To address the challenge of trust deficit, few initiatives by the private healthcare sector, I suggest the following:
- Open facilities in the interior parts of India.
- Offer quality healthcare at affordable rates.
- Plan strategies, such as one paid patient supports one needy patient.
- Offer government insurance facility to the needy.
- Use of telemedicine for rural section.
- Private healthcare providers as a part of corporate social responsibility (CSR) – compulsorily must have an outreach section with annual targets of service delivery.
On public-private partnership
In India, the public healthcare systems are not enough to cater to the entire population owing to which the sector is dependent on private participation. Public-private-partnership is a very ideal model since all the parties included are its stakeholders.
To meet the growing demand of urban elite population and their needs, there is a requirement of facilities with high quality and the top brands are facilitating those needs. Government should play the role of providing proper infrastructure facilities, and private players can provide advanced medical facilities and this combination will definitely help the masses.
Also the government of India has pioneered CSR through which corporates can earmarkan assured sum toward healthcare facilities.

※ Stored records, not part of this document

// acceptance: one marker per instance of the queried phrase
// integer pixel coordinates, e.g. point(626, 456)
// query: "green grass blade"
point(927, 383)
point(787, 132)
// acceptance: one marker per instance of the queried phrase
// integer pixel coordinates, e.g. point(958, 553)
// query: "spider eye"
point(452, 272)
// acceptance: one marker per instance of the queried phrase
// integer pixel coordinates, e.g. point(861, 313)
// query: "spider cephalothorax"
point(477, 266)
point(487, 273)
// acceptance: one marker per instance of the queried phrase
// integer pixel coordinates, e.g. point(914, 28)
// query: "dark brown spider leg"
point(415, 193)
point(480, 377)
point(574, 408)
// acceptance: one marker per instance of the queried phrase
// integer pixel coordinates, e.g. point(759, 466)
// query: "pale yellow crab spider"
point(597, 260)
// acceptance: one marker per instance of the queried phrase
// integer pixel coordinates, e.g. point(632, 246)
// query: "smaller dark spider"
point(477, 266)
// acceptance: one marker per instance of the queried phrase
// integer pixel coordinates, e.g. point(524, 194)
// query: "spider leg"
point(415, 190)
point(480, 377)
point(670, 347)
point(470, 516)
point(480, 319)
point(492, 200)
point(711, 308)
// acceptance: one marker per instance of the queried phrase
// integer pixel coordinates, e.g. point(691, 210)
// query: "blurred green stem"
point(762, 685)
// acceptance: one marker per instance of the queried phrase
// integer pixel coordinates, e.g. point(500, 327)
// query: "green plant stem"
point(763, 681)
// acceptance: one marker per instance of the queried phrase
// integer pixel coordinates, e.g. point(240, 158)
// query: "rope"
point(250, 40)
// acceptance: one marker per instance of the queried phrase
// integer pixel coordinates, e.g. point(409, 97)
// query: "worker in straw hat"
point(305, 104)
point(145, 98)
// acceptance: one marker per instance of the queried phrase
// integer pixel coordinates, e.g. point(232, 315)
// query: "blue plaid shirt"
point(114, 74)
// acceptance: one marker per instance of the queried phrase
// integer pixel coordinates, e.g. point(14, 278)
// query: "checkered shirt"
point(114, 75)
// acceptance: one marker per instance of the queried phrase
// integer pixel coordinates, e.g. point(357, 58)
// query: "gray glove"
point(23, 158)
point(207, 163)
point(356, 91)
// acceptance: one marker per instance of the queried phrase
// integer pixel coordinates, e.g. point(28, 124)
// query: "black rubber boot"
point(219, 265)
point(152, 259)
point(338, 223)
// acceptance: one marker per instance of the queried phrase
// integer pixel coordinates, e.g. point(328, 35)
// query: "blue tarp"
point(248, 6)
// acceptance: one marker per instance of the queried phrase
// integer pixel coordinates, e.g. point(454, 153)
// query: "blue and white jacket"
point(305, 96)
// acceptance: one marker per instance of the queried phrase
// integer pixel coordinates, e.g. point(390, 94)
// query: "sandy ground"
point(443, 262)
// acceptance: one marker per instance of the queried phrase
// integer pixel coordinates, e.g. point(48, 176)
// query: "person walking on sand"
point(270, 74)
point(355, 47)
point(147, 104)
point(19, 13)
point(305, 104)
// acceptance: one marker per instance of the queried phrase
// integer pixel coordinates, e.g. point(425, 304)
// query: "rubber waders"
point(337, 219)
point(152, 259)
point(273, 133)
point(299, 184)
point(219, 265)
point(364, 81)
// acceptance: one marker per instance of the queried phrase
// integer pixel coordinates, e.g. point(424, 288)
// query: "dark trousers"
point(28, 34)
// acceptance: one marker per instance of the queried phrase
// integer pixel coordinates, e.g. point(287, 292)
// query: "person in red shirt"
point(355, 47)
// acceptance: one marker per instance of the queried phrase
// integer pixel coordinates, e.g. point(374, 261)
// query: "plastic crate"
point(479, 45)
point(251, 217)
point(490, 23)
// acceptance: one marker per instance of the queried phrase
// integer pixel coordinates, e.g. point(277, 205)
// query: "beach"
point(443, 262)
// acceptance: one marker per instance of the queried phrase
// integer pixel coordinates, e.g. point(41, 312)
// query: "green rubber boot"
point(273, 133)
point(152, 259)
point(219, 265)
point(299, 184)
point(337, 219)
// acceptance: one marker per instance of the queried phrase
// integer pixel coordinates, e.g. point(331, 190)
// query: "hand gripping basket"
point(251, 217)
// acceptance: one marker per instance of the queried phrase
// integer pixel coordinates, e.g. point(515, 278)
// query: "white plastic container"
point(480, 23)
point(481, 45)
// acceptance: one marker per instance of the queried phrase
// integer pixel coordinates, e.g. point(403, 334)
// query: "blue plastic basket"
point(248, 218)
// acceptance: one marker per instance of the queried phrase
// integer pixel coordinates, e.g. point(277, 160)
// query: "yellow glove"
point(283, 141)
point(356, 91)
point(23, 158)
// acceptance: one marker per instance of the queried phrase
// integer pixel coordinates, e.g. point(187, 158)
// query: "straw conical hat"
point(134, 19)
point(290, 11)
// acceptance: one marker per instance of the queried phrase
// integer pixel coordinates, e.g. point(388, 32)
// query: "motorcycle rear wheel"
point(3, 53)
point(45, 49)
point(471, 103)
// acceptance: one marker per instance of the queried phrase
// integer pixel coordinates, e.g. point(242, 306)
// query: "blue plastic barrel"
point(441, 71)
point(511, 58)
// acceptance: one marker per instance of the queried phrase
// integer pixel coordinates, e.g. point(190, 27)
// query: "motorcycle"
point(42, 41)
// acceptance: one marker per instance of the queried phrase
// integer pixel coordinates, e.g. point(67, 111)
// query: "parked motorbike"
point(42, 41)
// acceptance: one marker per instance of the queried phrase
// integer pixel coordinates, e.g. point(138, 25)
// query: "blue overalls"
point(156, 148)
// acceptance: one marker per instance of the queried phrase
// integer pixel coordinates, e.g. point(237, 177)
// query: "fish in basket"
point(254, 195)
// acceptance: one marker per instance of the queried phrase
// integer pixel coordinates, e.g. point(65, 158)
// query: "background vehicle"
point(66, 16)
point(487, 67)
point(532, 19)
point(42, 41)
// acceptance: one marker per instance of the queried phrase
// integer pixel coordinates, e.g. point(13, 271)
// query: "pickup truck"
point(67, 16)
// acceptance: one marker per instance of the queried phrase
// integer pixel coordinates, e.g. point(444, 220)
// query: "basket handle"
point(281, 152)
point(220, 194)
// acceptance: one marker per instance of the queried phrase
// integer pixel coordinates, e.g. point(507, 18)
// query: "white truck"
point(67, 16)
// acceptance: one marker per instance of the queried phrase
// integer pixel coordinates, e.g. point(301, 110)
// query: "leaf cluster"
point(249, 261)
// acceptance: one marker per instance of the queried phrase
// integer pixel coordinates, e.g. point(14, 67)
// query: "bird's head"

Bhaktivedanta Hospital & Research Institute has been successful in mobilizing people participation, donors’ support toward infrastructure, and providing human resource for operationalizing PPP model.
On areas where government should invest
- Government should prioritize in spending for public health.

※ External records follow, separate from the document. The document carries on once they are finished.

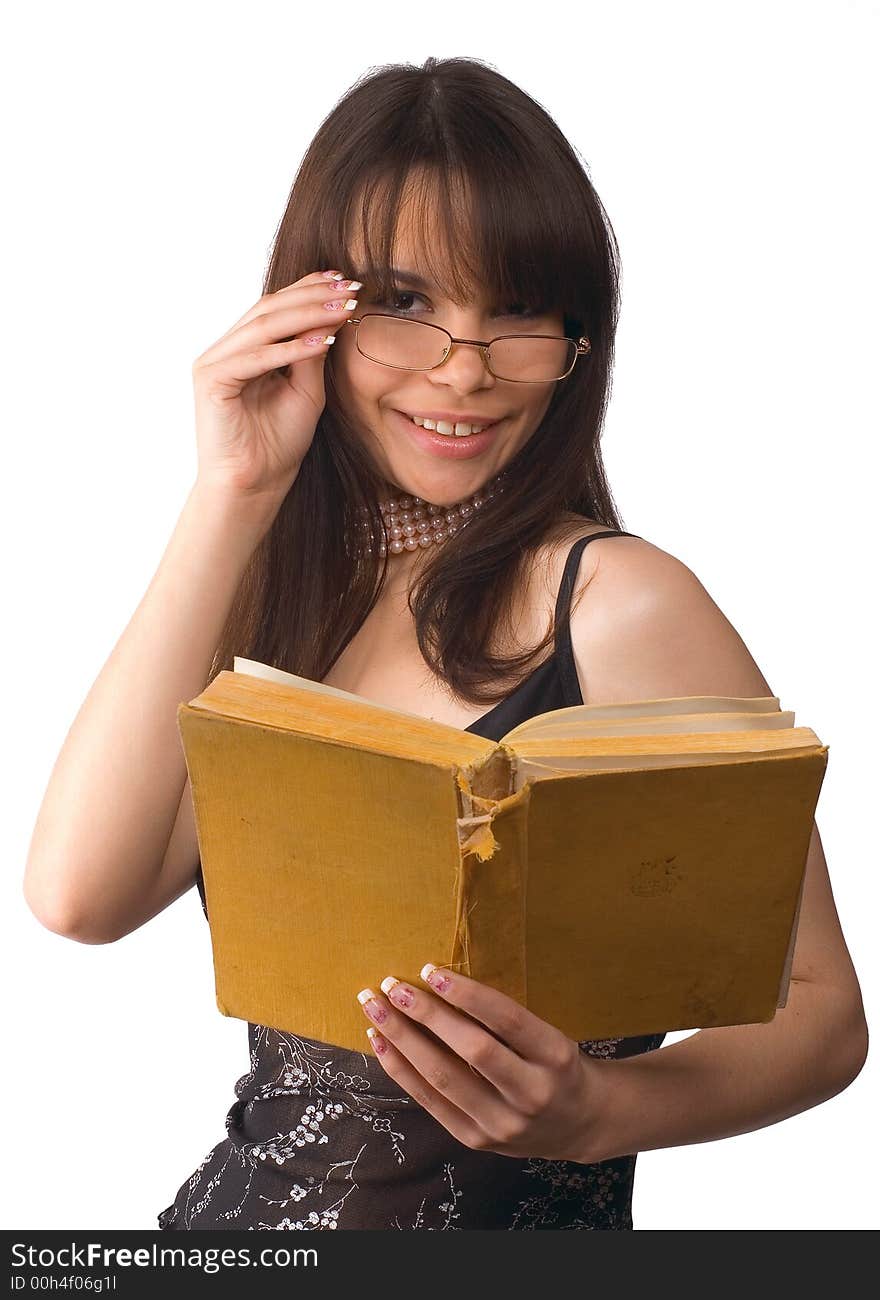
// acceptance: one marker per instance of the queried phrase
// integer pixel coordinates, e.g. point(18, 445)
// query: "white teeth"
point(458, 430)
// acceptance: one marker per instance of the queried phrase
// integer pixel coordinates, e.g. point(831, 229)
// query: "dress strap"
point(562, 631)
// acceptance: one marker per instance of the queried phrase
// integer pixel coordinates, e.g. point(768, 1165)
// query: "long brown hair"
point(532, 229)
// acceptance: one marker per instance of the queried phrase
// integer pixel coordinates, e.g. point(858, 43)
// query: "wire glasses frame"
point(581, 347)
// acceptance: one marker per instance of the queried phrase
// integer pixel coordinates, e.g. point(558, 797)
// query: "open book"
point(619, 870)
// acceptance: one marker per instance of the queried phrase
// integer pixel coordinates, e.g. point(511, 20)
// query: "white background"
point(148, 157)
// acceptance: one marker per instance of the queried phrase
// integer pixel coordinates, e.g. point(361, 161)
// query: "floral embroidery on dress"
point(319, 1135)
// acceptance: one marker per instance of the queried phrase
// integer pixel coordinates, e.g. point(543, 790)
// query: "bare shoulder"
point(644, 627)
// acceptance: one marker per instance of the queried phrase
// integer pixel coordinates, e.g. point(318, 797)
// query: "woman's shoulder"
point(646, 628)
point(633, 558)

- Government should offer land and incentives for opening hospital facilities in rural and tribal areas.
- Although there are PHCs in rural and tribal areas, still there is a lack of expert doctors, para-medical staff, adequate stock of medicines, and state-of-the-art equipment.
- For more resources to translate into better services, the monitoring of public healthcare services needs to improve, and local bodies like panchayats need to be included in monitoring.

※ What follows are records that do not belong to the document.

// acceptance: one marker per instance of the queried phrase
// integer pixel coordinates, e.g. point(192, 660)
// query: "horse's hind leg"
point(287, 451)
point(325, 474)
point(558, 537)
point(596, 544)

- Better awareness of wellness, preventive care, and diagnosis.
- Invest in skill development as the doctor-to-patient ratio is very low.
- Use the available skilled manpower and train them in various medical fields to utilize their services at district/taluka level.
- Healthcare professionals need to be trained for soft skills like empathy, communication, etc.
On healthcare policy
India is divided into haves and have-nots. There is a peculiar requirement at every stage. However, the government intervention is mandatory to monitor the smooth functioning of healthcare facilities. In such situations, the healthcare sector should incorporate:
- Focus on preventive health
- Indigenous resource funding – which will focus on traditional methods along with modern technology. Ayurveda, naturopathy, and other alternative therapies to be combined with allopathy for better patient care
- Use of nano-technology
- Improved infrastructure in rural India
- Intensive training of community-based health workers, the involvement of traditional leaders, and local delivery of services
- Treatment at the level of body, mind, and soul
Bhaktivedanta Hospital & Research Institute is a project of Sri Chaitanya Seva Trust. The hospital is located at Mira Road, Thane District, and is NABH-accredited. It serves a population of 5.6 million. The focus of the hospital is not only to provide medical service at the level of body but also at the level of mind and soul. The hospital is also engaged in research and development. The hospital has successfully implemented three PPP models at Hamrapur, Ambiste, and Vikramgadh in Wada Taluka, Palghar district. It works toward self-sustainability. The hospital’s services have been recognized at various forums and they have been recipient of many awards such as Ethical Organization in Healthcare Services, award for PPP Healthcare Model, Sach Bharat Samman Award for Ethics, Transparency, and Spirituality at work, etc. to name a few.